Selección de pacientes
Se seleccionó únicamente a los pacientes que acudieron a control en el servicio de Endocrinología del hospital de referencia que cumplieran los criterios de inclusión: edad comprendida entre 18 a 75 años, diagnóstico establecido de DM2 en un tiempo no menor de seis meses, que recibían tratamiento farmacológico hipoglucemiante oral asociado o no a insulina, que aceptaran voluntariamente a participar y pudieran firmar el consentimiento informado por sí mismos. En todos los casos fueron los pacientes quienes consintieron su participación y quienes respondieron las encuestas planteadas. A fin de evitar sesgos asociados a algún médico en particular, se incluyó a pacientes de todos los médicos del servicio.
Fueron excluidos del estudio los pacientes con enfermedad neurológica, psiquiátrica u otra que impida la comunicación y comprensión, así como quienes se negaran a participar en el estudio. Un paciente fue excluido posterior a la recolección de la información por el diagnóstico de diabetes secundaria a corticoterapia.
Recolección de datos
La recolección de datos fue realizada por dos investigadores mediante una entrevista personal de aproximadamente 10 minutos de duración en donde se recolectaron los datos sociodemográficos y antecedentes clínicos. Estos datos fueron registrados en una ficha de recolección llenada por los investigadores. Además, se recolectaron algunos datos de la historia clínica, como el peso y la talla, los cuales fueron clasificados según el Índice de Masa Corporal (IMC) definido por la OMS [8].

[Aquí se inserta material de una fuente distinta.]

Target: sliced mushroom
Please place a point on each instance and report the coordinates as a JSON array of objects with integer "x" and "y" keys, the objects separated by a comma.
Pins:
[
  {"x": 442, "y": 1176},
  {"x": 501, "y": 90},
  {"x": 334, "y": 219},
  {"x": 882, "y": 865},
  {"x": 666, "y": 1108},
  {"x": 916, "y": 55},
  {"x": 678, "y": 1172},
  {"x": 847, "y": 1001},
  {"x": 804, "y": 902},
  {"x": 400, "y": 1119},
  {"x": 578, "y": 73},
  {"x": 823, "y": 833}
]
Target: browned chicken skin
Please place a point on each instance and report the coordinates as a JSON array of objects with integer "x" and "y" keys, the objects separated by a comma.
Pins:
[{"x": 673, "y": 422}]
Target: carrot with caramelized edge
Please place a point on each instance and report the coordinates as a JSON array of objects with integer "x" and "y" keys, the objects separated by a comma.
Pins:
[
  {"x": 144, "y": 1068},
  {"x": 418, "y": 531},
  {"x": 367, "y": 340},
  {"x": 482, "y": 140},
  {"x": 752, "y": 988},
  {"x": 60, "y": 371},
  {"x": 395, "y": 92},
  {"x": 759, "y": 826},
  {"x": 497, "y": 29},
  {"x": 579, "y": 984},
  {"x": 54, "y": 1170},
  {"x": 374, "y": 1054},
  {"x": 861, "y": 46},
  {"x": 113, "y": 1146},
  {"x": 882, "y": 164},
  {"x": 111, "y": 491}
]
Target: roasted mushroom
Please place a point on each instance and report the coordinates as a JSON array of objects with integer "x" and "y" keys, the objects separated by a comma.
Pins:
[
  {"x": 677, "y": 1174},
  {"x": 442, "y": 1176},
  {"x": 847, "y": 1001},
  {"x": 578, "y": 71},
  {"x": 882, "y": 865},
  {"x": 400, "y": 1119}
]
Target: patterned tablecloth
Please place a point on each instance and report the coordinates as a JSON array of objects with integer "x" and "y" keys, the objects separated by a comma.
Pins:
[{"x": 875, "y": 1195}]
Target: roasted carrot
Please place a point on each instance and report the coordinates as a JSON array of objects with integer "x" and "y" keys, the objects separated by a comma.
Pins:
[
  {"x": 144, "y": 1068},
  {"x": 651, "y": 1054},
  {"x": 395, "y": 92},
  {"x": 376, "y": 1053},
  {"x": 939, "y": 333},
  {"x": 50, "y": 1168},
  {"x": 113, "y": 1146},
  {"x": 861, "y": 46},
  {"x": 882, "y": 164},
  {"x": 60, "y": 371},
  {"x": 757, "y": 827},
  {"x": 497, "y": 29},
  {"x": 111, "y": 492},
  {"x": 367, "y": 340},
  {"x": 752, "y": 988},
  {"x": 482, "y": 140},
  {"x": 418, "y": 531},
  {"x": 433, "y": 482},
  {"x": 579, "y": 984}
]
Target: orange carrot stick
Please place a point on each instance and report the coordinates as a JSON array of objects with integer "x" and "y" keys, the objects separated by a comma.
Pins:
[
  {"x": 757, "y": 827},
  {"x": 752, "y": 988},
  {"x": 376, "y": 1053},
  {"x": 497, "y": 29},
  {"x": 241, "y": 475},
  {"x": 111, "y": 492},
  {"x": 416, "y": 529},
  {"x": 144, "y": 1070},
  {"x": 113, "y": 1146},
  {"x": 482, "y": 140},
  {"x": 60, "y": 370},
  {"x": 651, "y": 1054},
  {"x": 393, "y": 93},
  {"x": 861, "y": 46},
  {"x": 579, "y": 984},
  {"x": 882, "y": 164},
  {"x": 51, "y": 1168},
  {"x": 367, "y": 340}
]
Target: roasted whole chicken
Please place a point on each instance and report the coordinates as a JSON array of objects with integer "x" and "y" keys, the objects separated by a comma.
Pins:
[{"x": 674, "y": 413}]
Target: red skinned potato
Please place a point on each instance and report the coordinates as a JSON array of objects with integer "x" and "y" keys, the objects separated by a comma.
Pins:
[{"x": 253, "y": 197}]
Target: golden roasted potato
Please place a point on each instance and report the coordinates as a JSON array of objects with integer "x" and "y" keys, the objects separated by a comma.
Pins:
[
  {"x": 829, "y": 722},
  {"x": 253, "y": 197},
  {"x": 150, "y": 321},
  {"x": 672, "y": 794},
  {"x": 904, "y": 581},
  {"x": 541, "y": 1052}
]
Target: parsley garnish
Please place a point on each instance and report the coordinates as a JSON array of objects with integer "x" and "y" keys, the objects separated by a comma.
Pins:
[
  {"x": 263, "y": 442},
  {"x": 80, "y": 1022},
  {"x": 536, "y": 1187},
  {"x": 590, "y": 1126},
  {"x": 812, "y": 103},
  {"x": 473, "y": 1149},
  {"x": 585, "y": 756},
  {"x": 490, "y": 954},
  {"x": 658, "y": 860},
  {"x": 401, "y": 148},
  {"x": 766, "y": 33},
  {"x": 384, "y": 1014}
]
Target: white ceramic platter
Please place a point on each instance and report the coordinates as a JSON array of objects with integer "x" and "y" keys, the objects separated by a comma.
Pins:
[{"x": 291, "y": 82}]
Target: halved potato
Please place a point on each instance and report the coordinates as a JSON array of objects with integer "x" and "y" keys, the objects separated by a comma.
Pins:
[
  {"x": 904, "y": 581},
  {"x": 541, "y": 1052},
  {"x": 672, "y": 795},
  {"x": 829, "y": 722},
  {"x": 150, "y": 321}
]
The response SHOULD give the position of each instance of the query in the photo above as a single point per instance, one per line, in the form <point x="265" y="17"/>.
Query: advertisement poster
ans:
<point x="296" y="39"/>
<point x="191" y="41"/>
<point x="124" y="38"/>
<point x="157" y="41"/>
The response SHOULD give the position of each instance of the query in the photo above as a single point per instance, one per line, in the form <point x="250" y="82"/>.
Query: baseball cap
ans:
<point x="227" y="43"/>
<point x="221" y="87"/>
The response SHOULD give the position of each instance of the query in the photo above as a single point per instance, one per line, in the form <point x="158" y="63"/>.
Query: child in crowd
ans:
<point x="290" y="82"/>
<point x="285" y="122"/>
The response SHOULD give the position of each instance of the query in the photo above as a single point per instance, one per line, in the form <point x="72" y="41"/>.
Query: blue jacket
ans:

Para la evaluación de conocimientos sobre DM2 se utilizó el Cuestionario sobre conocimiento en diabetes (del inglés: Diabetes Knowledge Questionnaire [DKQ-24]) [9], traducido y validado en el Perú [10]. Consta de 24 preguntas cuyas respuestas comprenden las alternativas "Sí", "No" o "No sé"; obteniéndose un (01) punto por respuesta acertada y siendo el puntaje final la suma total de puntos. Dado que no hallamos un punto de corte recomendado establecimos como "conocimiento adecuado" a aquella persona con un puntaje mayor a 13 o superior al 55% de respuestas acertadas y "conocimiento inadecuado" a aquel con un puntaje menor a 13. Para la evaluación de la adherencia al tratamiento, se utilizó el test de Morisky-Green-Levine [11], el cual consiste en cuatro preguntas de respuesta Sí o No. El participante fue considerado "adherente" si dio respuestas en el orden "no/sí/no/no"; en caso contrario, se lo clasificó como "no adherente".
Análisis estadístico
Las características de los participantes se reportaron en frecuencias simples, porcentajes o media con desviación estándar según correspondió. Después de haber comprobado los supuestos, se realizó la comparación bivariada mediante pruebas Chi cuadrado, t de student no pareada y Anova de un solo factor paramétricas. Se utilizó la regresión logística para hallar las asociaciones crudas entre las variables principales y las secundarias, y posteriormente se realizaron modelos multivariable para reportar la asociación de todas las variables secundarias con las variables principales (conocimientos y adherencia). En dichos modelos se consideró a la adherencia como dicotómica y a los conocimientos como variable numérica, aunque también fue reportada como categórica por separado para mostrar la proporción de participantes con puntajes por encima del 55% de respuestas correctas. Se consideró un nivel de significancia estadística con un p<0,05. El análisis realizó utilizando el programa estadístico STATA v.15.
Aspectos éticos
Todos los pacientes que cumplieron los criterios de inclusión y que aceptaron participar en el estudio firmaron el consentimiento informado respectivo. El proyecto de investigación fue aprobado previamente por el Comité de Ética en Investigación de la Universidad Peruana Cayetano Heredia, con código 102064.
RESULTADOS
Se incluyeron 210 pacientes de los cuales 63,3% fueron mujeres, el 42,9% tenía entre 55 y 64 años, y el 62,4% tenía dos o más comorbilidades. El 74,3% eran no adherentes y el promedio del puntaje en el Cuestionario DKQ-24 fue 15,6 ± 3,2 (Tabla 1).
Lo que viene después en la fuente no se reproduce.